Statutory interpretation is a matter of law, and our standard of review is de novo and our scope of review is plenary. Commonwealth v. Wright, 14 A.3d 798, 814 (Pa.2011). Under the Statutory Construction Act of 1972, 1 Pa.C.S. §§ 1501 et seq., our paramount interpretative task is to give effect to the intent of our General Assembly in enacting the particular legislation under review. The object of all interpretation and construction of statutes is to ascertain and effectuate the intention of the General Assembly. 1 Pa.C.S. § 1921(a). Generally, the best indication of the General Assembly's intent may be found in the plain language of the statute. Wright, supra at 814.

Analyzing the statutory language employed by the General Assembly in the definitional portion of the Wiretap Act, we see no basis upon which to categorize the arrestee's cell phone as a device with respect to him, but not as a device with respect to the Commonwealth. The intent of the General Assembly may be discerned from the plain language of the words employed in the statute. The cell phone over which the trooper heard the conversations between the arrestee and Appellee clearly was a telephone furnished to the subscriber or user by a provider of wire or electronic communication service in the ordinary course of its business.

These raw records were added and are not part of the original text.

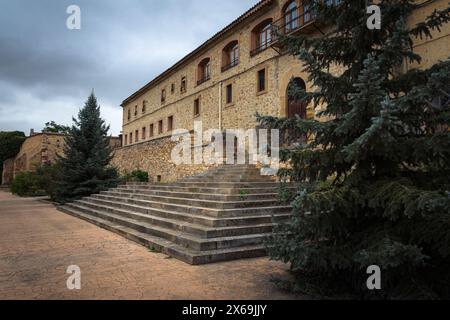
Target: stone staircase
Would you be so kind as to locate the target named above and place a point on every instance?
(223, 214)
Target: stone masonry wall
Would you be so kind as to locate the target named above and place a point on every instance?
(153, 157)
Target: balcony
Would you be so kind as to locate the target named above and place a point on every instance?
(293, 21)
(204, 79)
(263, 46)
(230, 65)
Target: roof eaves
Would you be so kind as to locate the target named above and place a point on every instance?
(253, 10)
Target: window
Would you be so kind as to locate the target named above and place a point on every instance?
(262, 80)
(230, 56)
(204, 71)
(197, 107)
(291, 17)
(170, 123)
(183, 85)
(152, 130)
(229, 94)
(163, 95)
(261, 37)
(308, 11)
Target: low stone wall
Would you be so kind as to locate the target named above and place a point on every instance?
(154, 157)
(8, 171)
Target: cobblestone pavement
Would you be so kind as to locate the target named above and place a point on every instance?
(38, 243)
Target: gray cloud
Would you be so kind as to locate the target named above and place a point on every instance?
(47, 71)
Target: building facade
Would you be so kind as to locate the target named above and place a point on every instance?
(37, 150)
(240, 71)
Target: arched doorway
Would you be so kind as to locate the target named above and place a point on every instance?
(295, 107)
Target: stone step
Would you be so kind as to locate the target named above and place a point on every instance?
(226, 184)
(181, 238)
(235, 179)
(194, 219)
(167, 247)
(190, 195)
(243, 203)
(145, 206)
(195, 229)
(229, 190)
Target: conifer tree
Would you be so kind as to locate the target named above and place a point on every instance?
(373, 177)
(85, 166)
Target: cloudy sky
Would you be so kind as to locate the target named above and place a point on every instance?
(47, 71)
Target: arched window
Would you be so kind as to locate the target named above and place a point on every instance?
(204, 71)
(291, 17)
(295, 107)
(308, 8)
(230, 55)
(261, 36)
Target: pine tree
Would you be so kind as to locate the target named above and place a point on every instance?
(373, 177)
(84, 167)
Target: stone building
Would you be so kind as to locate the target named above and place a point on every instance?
(37, 150)
(241, 70)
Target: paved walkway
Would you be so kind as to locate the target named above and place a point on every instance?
(38, 243)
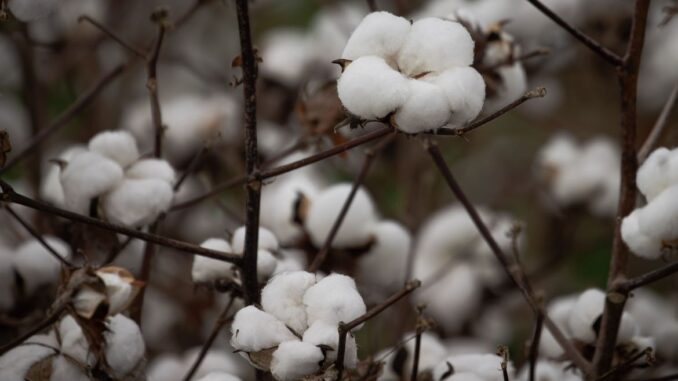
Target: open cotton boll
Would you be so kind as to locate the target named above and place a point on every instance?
(119, 146)
(36, 265)
(645, 246)
(283, 298)
(137, 202)
(86, 176)
(327, 206)
(424, 109)
(433, 45)
(333, 299)
(152, 169)
(253, 330)
(208, 270)
(371, 89)
(464, 90)
(266, 240)
(295, 359)
(125, 347)
(379, 34)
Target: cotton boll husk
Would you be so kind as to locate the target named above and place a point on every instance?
(464, 90)
(425, 108)
(86, 176)
(137, 202)
(207, 270)
(333, 299)
(294, 360)
(152, 169)
(119, 146)
(381, 269)
(253, 330)
(327, 206)
(36, 265)
(283, 297)
(434, 45)
(379, 34)
(371, 89)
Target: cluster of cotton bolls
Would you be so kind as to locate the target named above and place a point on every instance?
(130, 190)
(64, 353)
(652, 229)
(417, 74)
(575, 174)
(298, 325)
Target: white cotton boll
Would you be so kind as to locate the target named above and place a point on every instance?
(152, 169)
(464, 90)
(30, 10)
(295, 359)
(208, 270)
(266, 240)
(327, 206)
(283, 297)
(371, 89)
(125, 347)
(119, 146)
(425, 108)
(253, 330)
(642, 245)
(137, 202)
(333, 299)
(435, 44)
(379, 34)
(659, 218)
(36, 265)
(86, 176)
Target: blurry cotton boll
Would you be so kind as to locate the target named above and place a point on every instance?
(325, 209)
(411, 71)
(580, 174)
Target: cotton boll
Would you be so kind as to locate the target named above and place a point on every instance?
(371, 89)
(283, 298)
(295, 359)
(333, 299)
(327, 206)
(119, 146)
(379, 34)
(86, 176)
(425, 108)
(434, 45)
(152, 169)
(642, 245)
(267, 240)
(464, 90)
(37, 266)
(208, 270)
(253, 330)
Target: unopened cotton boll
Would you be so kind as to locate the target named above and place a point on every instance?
(208, 270)
(253, 330)
(379, 34)
(371, 89)
(295, 359)
(433, 45)
(283, 298)
(119, 146)
(86, 176)
(327, 206)
(137, 202)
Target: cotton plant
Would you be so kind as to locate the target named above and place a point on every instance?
(652, 230)
(419, 74)
(295, 333)
(585, 174)
(64, 353)
(451, 255)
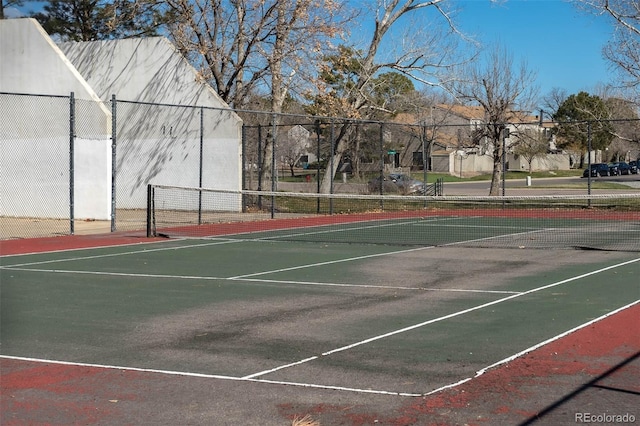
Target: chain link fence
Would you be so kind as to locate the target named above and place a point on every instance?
(68, 163)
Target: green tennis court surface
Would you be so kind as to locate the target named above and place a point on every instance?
(381, 318)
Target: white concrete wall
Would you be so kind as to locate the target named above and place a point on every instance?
(34, 134)
(160, 144)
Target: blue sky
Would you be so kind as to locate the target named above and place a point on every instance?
(562, 44)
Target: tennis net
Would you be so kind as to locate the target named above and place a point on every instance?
(598, 222)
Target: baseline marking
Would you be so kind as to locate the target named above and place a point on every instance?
(254, 280)
(442, 318)
(208, 376)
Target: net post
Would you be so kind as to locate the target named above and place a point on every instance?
(149, 210)
(114, 160)
(72, 136)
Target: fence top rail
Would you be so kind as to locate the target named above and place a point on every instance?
(487, 198)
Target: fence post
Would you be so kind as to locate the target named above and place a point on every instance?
(72, 135)
(114, 161)
(274, 166)
(244, 167)
(200, 165)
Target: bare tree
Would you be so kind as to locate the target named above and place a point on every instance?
(503, 91)
(624, 49)
(530, 144)
(243, 47)
(425, 56)
(246, 47)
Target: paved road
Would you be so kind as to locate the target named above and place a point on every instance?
(544, 186)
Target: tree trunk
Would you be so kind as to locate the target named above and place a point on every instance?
(496, 176)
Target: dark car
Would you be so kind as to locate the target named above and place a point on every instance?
(397, 183)
(597, 169)
(619, 168)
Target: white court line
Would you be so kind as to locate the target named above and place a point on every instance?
(316, 386)
(331, 262)
(531, 349)
(126, 253)
(442, 318)
(207, 376)
(256, 280)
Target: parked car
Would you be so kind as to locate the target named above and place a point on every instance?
(597, 169)
(397, 183)
(619, 168)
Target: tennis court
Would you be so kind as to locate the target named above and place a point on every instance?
(356, 316)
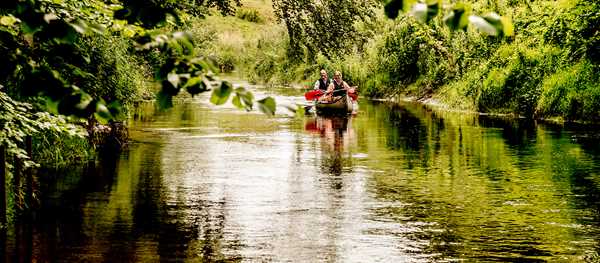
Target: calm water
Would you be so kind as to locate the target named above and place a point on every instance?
(395, 183)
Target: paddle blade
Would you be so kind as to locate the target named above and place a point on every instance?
(353, 93)
(313, 94)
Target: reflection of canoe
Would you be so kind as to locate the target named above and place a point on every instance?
(341, 104)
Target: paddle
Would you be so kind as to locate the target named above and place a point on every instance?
(313, 94)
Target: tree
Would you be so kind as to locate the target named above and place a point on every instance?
(327, 26)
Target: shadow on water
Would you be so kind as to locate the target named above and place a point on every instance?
(402, 182)
(481, 183)
(113, 212)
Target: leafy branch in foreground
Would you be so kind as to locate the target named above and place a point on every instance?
(459, 18)
(183, 70)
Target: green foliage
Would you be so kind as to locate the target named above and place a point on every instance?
(328, 27)
(250, 15)
(572, 93)
(220, 95)
(267, 105)
(58, 149)
(18, 121)
(458, 18)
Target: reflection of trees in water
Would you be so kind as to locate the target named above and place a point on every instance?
(334, 130)
(469, 177)
(85, 217)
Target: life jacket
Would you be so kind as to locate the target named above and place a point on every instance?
(324, 84)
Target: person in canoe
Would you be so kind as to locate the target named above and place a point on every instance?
(337, 84)
(323, 82)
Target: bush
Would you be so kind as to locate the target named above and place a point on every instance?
(250, 15)
(572, 93)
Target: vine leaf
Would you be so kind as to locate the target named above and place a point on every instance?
(267, 105)
(221, 94)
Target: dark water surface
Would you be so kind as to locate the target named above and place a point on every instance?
(395, 183)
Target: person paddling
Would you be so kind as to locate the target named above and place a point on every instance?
(336, 84)
(323, 82)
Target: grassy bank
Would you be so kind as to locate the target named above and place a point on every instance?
(548, 69)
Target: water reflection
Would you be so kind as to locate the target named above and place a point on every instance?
(396, 183)
(337, 135)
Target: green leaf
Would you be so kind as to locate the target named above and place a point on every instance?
(236, 101)
(116, 109)
(97, 28)
(483, 25)
(164, 100)
(8, 20)
(243, 99)
(458, 19)
(221, 94)
(84, 101)
(102, 113)
(419, 11)
(267, 105)
(173, 78)
(507, 26)
(196, 85)
(79, 26)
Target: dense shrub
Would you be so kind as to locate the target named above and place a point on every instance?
(572, 93)
(250, 15)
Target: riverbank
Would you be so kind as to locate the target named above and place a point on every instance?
(542, 72)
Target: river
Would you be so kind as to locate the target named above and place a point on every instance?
(394, 183)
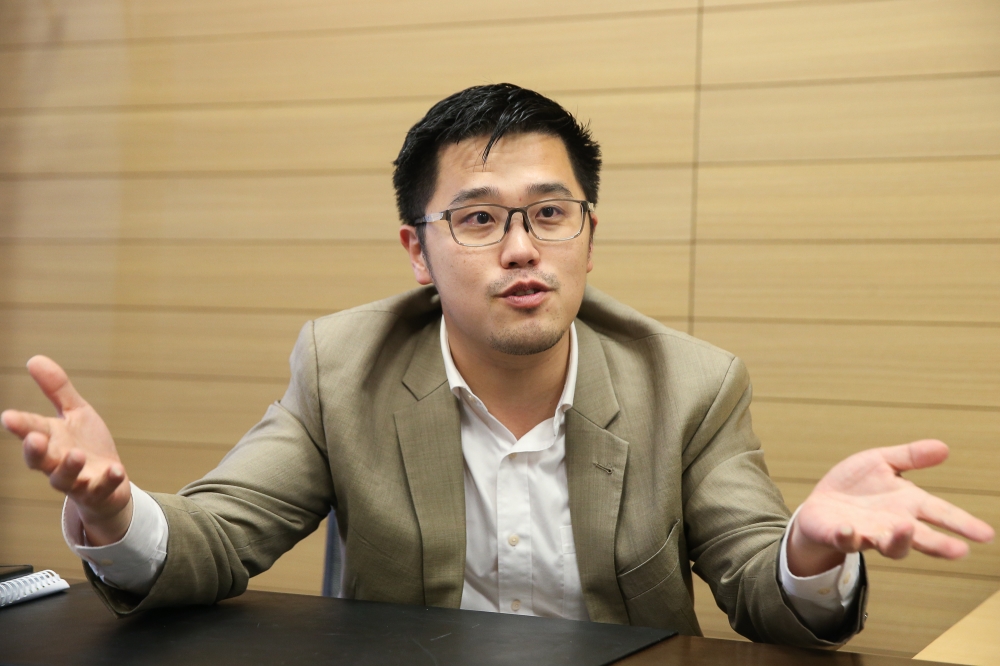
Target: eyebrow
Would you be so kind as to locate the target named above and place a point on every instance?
(488, 191)
(549, 188)
(473, 193)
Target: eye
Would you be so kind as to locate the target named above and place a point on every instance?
(477, 217)
(549, 212)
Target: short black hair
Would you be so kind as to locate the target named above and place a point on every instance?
(489, 110)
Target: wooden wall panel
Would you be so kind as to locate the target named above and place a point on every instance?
(648, 203)
(68, 21)
(258, 275)
(849, 281)
(921, 365)
(948, 199)
(897, 119)
(652, 278)
(349, 206)
(296, 138)
(838, 40)
(218, 344)
(645, 204)
(635, 128)
(270, 277)
(803, 440)
(625, 52)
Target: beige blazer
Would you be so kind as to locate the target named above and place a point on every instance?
(663, 467)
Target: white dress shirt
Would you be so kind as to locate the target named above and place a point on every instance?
(520, 555)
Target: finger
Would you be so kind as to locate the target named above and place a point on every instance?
(932, 542)
(847, 540)
(54, 383)
(894, 540)
(22, 423)
(915, 455)
(37, 454)
(106, 483)
(64, 477)
(936, 511)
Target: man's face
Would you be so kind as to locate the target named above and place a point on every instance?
(520, 295)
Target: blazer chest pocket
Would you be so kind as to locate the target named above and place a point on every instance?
(655, 570)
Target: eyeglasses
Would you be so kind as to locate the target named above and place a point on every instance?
(479, 225)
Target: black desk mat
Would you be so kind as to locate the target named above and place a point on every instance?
(271, 628)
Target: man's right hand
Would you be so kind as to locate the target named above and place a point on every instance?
(76, 451)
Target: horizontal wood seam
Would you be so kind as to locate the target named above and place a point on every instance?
(357, 30)
(326, 102)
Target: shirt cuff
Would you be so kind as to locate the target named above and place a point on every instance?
(821, 600)
(133, 563)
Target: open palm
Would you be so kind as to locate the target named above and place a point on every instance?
(864, 503)
(76, 451)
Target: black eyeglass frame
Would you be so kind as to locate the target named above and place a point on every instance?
(586, 209)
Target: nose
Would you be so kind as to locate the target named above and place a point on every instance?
(518, 246)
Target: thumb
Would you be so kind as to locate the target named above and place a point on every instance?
(54, 383)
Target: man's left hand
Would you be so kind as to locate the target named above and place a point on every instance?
(864, 503)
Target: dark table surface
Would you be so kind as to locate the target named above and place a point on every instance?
(271, 628)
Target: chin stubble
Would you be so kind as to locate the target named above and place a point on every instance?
(532, 338)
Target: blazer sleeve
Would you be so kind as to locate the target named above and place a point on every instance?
(735, 518)
(270, 491)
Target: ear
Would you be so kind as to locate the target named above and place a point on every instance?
(411, 243)
(590, 245)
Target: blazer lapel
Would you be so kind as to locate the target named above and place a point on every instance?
(430, 435)
(595, 470)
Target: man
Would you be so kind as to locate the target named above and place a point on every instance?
(503, 438)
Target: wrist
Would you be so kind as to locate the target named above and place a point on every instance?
(106, 530)
(806, 557)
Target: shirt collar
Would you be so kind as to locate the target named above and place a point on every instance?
(458, 385)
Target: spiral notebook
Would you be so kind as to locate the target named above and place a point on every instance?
(30, 586)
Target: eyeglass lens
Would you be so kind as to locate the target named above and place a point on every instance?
(483, 224)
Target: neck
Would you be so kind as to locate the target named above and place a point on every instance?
(519, 391)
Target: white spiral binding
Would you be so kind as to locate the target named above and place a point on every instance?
(35, 584)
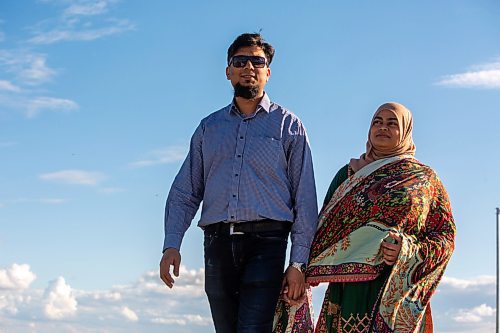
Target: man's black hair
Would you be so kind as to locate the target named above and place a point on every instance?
(248, 39)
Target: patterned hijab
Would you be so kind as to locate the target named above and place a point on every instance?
(405, 144)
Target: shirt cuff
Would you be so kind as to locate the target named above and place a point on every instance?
(172, 240)
(299, 254)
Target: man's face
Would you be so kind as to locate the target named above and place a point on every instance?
(249, 76)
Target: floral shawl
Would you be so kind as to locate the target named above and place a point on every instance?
(394, 194)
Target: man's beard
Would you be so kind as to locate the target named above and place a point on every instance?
(247, 92)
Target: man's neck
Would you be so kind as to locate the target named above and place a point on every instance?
(248, 106)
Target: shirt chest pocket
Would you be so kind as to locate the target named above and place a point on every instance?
(263, 153)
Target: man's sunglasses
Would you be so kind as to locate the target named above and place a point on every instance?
(241, 61)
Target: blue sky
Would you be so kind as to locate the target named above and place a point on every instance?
(99, 98)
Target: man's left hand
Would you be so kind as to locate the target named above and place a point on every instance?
(294, 286)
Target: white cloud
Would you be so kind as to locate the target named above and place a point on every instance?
(53, 201)
(111, 190)
(59, 300)
(9, 86)
(30, 68)
(16, 277)
(129, 314)
(469, 285)
(485, 76)
(82, 33)
(474, 315)
(87, 8)
(49, 103)
(163, 156)
(6, 144)
(75, 177)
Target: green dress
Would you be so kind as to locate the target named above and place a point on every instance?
(348, 307)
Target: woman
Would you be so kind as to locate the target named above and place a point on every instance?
(384, 238)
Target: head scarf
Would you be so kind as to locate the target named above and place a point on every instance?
(405, 145)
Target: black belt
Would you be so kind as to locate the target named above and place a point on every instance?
(238, 228)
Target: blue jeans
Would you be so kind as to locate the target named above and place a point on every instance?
(243, 276)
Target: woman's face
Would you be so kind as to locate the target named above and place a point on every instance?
(384, 131)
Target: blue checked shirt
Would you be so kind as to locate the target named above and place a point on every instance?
(246, 169)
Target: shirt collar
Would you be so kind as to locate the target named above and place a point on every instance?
(264, 104)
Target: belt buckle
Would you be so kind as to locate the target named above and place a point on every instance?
(232, 232)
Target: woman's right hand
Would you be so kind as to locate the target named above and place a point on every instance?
(390, 252)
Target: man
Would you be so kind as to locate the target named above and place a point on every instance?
(250, 163)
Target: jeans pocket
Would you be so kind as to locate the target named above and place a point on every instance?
(275, 235)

The language of the statute states that telephones are exempt from the definition of device; the language of the statute does not state that it is the use to which the telephone is being put which determines if it is considered a device. We reject the statement by the Superior Court, that only certain uses of a telephone may exempt the telephone from being considered a device, as being contrary to the plain language contained in the definitional section of the Wiretap Act. See Memorandum Opinion at 12 (emphasis in original). Accordingly, we hold that a state trooper does not violate the Wiretap Act when he listens through the speaker on an informant's cellular telephone as the informant arranges a drug deal.

Order reversed. Case remanded for proceedings not inconsistent with this Opinion.


1.  The identity of this individual has remained confidential.

2.  Prior to the granting of the instant motion, a previous motion to suppress, not based upon the Wiretapping and Electronic Surveillance Control Act, had been denied and trial had commenced. The trial ended in a mistrial, and defense counsel then raised the provisions of the Act as a basis for suppression.

3.  The Superior Court relied, in part, upon its decision in Commonwealth v. Cruttenden, 976 A.2d 1176 (Pa.Super.2009), reversed, 58 A.3d 95 (Pa.2012). The Superior Court in Cruttenden held that an officer engaging in communications via text message had “intercepted” those communications within the meaning of the Act because he had posed as the owner of the phone. While this Court reversed that holding, our opinion in Cruttenden does not resolve the question presented in the instant matter because here, the Commonwealth challenges the Superior Court's conclusion that a cell phone sold in the ordinary course of business is not a “device” under the Act.

4.  In interpreting a prior version of the Act to conclude that it prohibited a police officer from listening to a telephone conversation on an extension phone, this Court based its decision upon the then-extant definition of “intercept.” Commonwealth v. Brachbill, 555 A.2d 82, 86–89 (Pa.1989). Given the subsequent change in the statutory definitional language, the decision in Brachbill neither controls nor assists in our resolution of the question presented in the instant matter.

Justice McCAFFERY.

Chief Justice CASTILLE, MESSRS. Justice SAYLOR, EAKIN and BAER, Justice TODD and Justice STEVENS join the opinion.